Re: ceph-volume and automatic OSD provisioning

Sage Weil <sage@xxxxxxxxxxxx> · Wed, 20 Jun 2018 12:36:37 +0000 (UTC)

On Tue, 19 Jun 2018, Alfredo Deza wrote:
> One of the top questions for ceph-volume has been "why this doesn't create
> partitions like ceph-disk does?". Although we have initially focused on LVM,
> the same question is true (except for LVs instead of partitions). Now
> that ceph-volume is
> stabilizing, we can expand on a more user-friendly approach.
> 
> We are planning on creating an interface to size devices automatically based on
> some simple criteria.
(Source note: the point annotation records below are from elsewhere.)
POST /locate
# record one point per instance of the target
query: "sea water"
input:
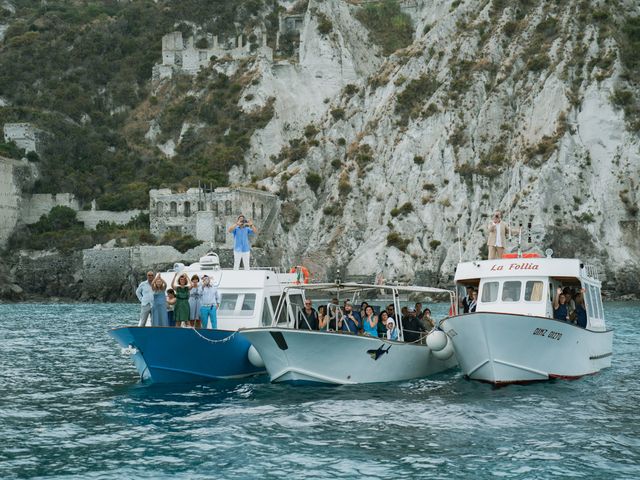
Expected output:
(72, 406)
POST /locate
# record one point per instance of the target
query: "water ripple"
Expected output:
(72, 407)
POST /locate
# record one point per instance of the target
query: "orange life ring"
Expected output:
(524, 255)
(301, 269)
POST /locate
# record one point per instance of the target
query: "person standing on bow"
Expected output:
(210, 302)
(144, 292)
(497, 236)
(181, 308)
(241, 230)
(159, 316)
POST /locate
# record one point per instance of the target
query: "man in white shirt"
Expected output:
(210, 303)
(144, 292)
(497, 236)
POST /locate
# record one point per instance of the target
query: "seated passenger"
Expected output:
(334, 313)
(307, 317)
(571, 305)
(466, 300)
(382, 324)
(411, 327)
(560, 310)
(474, 301)
(426, 322)
(370, 322)
(363, 309)
(323, 318)
(350, 321)
(171, 303)
(391, 310)
(581, 311)
(392, 331)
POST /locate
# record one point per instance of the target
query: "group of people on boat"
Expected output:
(367, 320)
(189, 302)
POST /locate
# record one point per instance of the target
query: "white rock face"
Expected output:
(544, 144)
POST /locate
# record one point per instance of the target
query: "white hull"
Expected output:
(509, 348)
(302, 355)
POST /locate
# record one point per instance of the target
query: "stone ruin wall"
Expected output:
(207, 215)
(15, 176)
(25, 136)
(184, 56)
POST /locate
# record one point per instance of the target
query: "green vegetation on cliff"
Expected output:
(388, 25)
(81, 71)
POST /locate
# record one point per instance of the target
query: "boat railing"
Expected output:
(591, 271)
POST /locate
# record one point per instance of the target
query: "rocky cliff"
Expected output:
(390, 155)
(494, 105)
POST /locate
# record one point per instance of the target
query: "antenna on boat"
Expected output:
(519, 240)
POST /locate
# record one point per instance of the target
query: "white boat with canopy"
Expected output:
(292, 354)
(515, 334)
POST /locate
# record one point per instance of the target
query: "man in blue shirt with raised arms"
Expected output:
(241, 230)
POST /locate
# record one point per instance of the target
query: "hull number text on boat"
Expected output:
(516, 266)
(542, 332)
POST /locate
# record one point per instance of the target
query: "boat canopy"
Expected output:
(355, 287)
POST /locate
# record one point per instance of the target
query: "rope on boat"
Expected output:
(222, 340)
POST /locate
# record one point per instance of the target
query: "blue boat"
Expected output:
(249, 298)
(177, 355)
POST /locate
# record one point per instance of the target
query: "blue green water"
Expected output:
(71, 406)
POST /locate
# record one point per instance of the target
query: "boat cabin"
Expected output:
(527, 286)
(248, 297)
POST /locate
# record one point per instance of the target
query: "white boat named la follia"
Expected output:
(523, 329)
(294, 354)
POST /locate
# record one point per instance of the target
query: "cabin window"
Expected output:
(599, 302)
(228, 303)
(511, 291)
(282, 318)
(240, 304)
(248, 304)
(589, 301)
(489, 292)
(596, 308)
(297, 303)
(533, 291)
(267, 316)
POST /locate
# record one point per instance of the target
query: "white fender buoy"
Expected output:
(446, 352)
(437, 340)
(254, 357)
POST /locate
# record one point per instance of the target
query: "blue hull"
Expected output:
(182, 355)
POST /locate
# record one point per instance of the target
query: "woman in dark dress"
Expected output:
(181, 309)
(159, 316)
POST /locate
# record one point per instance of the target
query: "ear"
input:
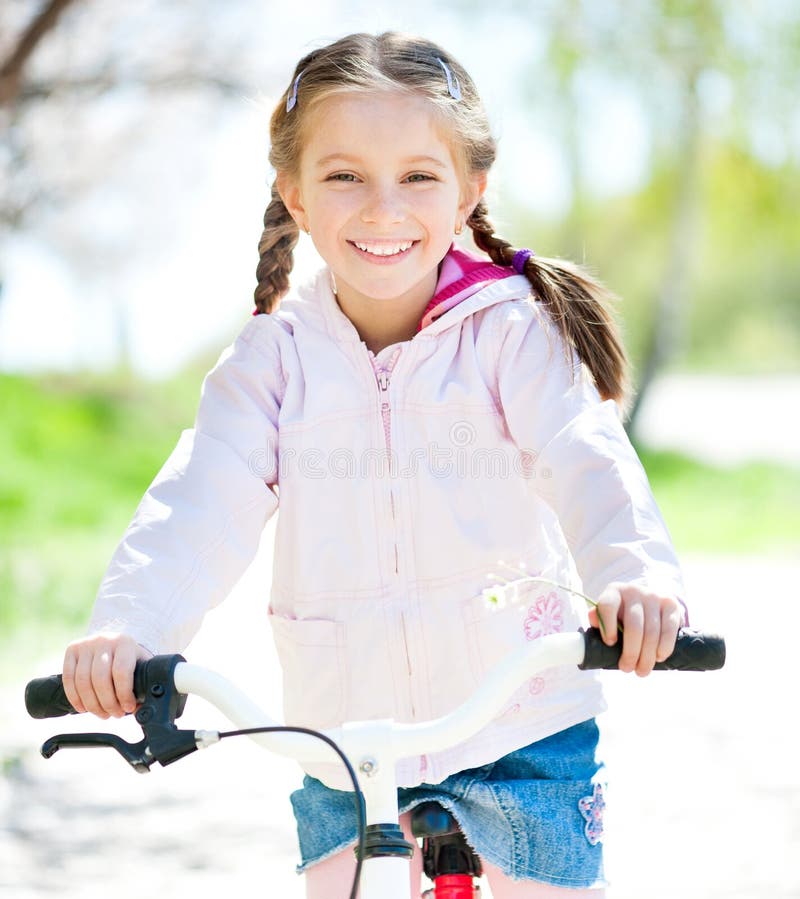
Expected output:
(289, 190)
(475, 188)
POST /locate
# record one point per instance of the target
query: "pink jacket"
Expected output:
(399, 491)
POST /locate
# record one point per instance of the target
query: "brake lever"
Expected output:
(161, 704)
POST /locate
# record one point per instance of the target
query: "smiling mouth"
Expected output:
(384, 250)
There are three distinct use cases that we are going to
> support, that should allow easy OSD provisioning with defaults, to more
> esoteric use cases with third-party systems (like rook, ceph-ansible, seasalt,
> etc...)
> 
> This is being implemented as a separate sub-command to avoid pilling up the
> complexity on the existing `lvm` one, and reflect the automation behind it.
> 
> Here are some examples on how the API is being designed, for fully automatic
> configuration, semi-automatic (allows input), and manual via a config
> management system:
> 
> Automatic (no configuration or options required):
> -------------------------------------------------
> 
> Single device type:
> 
>     $ ceph-volume auto
>      Use --yes to run
>      Detected devices:
>        [rotational] /dev/sda    1TB
>        [rotational] /dev/sdb    1TB
>        [rotational] /dev/sdc    1TB
> 
>      Expected Bluestore OSDs:
> 
>       data: /dev/sda (100%)
>       data: /dev/sdb (100%)
>       data: /dev/sdc (100%)
> 
> This scenario will detect a single type of unused device (rotational)
> so the bluestore
> OSD will be created on each without block.db or block.wal
> 
> 
> Mixed devices:
> 
>     $ ceph-volume auto
>      Use --yes to run
>      Detected devices:
>        [rotational] /dev/sda    1TB
>        [rotational] /dev/sdb    1TB
>        [rotational] /dev/sdc    1TB
>        [solid     ] /dev/sdd    500GB
> 
>      Expected Bluestore OSDs:
> 
>       data: /dev/sda (100%), block.db: /dev/sdd (33%)
>       data: /dev/sdb (100%), block.db: /dev/sdd (33%)
>       data: /dev/sdc (100%), block.db: /dev/sdd (33%)
> 
> This scenario will detect the unused devices in the system and understand that
> there is a mix of solid and rotational devices, will place block on the
> rotational ones, and will split the ssd in as many rotational devices found (3
> in this case).
> 
> 
> Semi configurable outcome, with input:
> --------------------------------------
> A user might not want to consume the devices that were automatically detected
> in the system as free, so the interface will allow to pass these devices
> directly as input.
> 
>     $ ceph-volume auto /dev/sda /dev/sdb /dev/sdc
>      Device information:
>        [rotational] /dev/sda    1TB
>        [rotational] /dev/sdb    1TB
>        [rotational] /dev/sdc    1TB
> 
>      Expected Bluestore OSDs:
> 
>       data: /dev/sda (100%), block.db: /dev/sdd (33%)
>       data: /dev/sdb (100%), block.db: /dev/sdd (33%)
>       data: /dev/sdc (100%), block.db: /dev/sdd (33%)
> 
>     Please hit Enter to continue, or Ctrl-C to cancel
> 
> Similarly, for mixed devices:
> 
>     $ ceph-volume auto /dev/sda /dev/sdb /dev/sdc /dev/sdd
>      Use --yes to run
>      Device information:
>        [rotational] /dev/sda    1TB
>        [rotational] /dev/sdb    1TB
>        [rotational] /dev/sdc    1TB
>        [solid     ] /dev/sdd    500GB
> 
>      Expected Bluestore OSDs:
> 
>       data: /dev/sda (100%), block.db: /dev/sdd (33%)
>       data: /dev/sdb (100%), block.db: /dev/sdd (33%)
>       data: /dev/sdc (100%), block.db: /dev/sdd (33%)
> 
>     Please hit Enter to continue, or Ctrl-C to cancel

I think these two scenarios are the most important because there is 
ambiguity in what the tool should do and the user needs to provide 
some (high-level guidance): do we want distinct pools of devices by type 
(HDD OSDs and SSD OSDs), or do we want to combine devices for "hybrid" 
OSDs (each OSD uses an HDD and part of an SSD).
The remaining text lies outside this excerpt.